(04-27-2014, 11:42 AM)Arakash Wrote: To follow up my other post and some comments you made.
Ill first mention that yes, i think most of us would consider a 50+HP engine pre 1910 in a car to be really top of the line/sports.
Perhaps even pre 1920 that's a lot of HP, im less familiar with Gearcity cars in that time frame.
Its probably also really inefficient as i suspect you would have to make a really heavy engine in a huge(and probably heavy) frame which would slow the vehicle down dramatically.
Onto my SC i promised.
Ive posted this SC from a 1906 Gearcity game just to demonstrate the cheap car concept.
Ive sold 40k units of this, entirely to London i think.

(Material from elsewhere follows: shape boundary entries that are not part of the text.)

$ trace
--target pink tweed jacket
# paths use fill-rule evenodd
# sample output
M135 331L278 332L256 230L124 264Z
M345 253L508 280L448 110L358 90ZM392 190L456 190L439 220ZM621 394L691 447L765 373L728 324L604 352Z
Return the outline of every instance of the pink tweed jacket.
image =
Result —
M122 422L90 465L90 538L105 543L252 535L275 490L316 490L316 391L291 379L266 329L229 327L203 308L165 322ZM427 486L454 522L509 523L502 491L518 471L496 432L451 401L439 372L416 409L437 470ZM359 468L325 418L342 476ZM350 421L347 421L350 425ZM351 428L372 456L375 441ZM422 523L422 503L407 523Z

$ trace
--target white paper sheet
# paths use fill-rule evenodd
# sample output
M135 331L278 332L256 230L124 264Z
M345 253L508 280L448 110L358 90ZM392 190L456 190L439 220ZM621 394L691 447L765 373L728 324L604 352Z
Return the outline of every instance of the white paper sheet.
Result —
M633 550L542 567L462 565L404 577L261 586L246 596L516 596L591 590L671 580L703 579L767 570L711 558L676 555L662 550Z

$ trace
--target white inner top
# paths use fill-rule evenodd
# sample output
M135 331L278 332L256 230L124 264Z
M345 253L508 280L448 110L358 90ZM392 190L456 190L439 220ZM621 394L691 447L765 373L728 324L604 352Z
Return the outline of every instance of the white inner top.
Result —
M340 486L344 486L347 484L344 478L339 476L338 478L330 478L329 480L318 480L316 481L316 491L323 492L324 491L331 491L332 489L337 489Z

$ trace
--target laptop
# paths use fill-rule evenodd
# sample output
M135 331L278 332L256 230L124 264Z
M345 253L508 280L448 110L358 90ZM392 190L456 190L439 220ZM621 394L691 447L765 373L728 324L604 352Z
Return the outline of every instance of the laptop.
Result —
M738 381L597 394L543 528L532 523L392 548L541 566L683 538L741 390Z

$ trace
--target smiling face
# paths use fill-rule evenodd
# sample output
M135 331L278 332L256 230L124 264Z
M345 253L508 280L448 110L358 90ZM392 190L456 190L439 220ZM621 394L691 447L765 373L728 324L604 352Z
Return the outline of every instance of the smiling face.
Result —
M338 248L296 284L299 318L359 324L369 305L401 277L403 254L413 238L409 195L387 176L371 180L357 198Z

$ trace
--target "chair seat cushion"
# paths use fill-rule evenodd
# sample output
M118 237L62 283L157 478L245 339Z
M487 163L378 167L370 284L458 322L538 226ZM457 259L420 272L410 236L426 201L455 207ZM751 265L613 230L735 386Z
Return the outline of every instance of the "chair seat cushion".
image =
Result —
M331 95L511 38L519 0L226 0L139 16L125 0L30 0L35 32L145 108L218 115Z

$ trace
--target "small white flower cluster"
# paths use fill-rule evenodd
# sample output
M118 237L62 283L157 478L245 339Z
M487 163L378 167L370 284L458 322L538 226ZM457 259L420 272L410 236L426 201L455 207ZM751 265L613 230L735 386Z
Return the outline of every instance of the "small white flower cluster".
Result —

I have 3-4mil in cash, without really doing anything else other than selling it, so clearly its payed for its development.
Not any kind of record design, but well worth the investment.
There is a lot of potential gain in having a highly specialized vehicle with only a few good ratings and the rest terrible to reduce its cost to the lowest possible mark.
Hmm...I can't seem to sell anything more than 100 units a month, though. Even my cheapest car which was roughly 900$ sale price(it was like 350$ to make) only sold at most 150~200 per month, and only initially, after a time period of say, 3 months, it went down in sales to 70~100 a month.
So I'm not sure what I am doing wrong, right now. I seem to have grasped a better way to profit, though.
I've been making new models every year, and selling models up to 4 years old. Once a model goes 5 years old, I stop producing and selling it, and add the new one which is produced around November/December that year. The newer ones have been cheaper to make, despite having more quality, so I've been placing the same price tags as the older ones, considering they're better than the older ones.
I may have been trying to profit too much from each unit, though. I'm not sure.
At any rate it's getting better, now. I'm making 150~200k a month when there are no taxes, and my expenses are roughly 400k a month total, so they aren't crazy high expenses.
@Edit: Oh. After checking your car, I can say it's even cheaper than mine to make. Mine had 25 horsepower, this time around, while yours has only 10. Seems I haven't grasped the whole engine thing yet, then. Your fuel mileage is way greater than mine, though, so no wonder it had good sales. My car was bad at everything, not just a few things, hehe.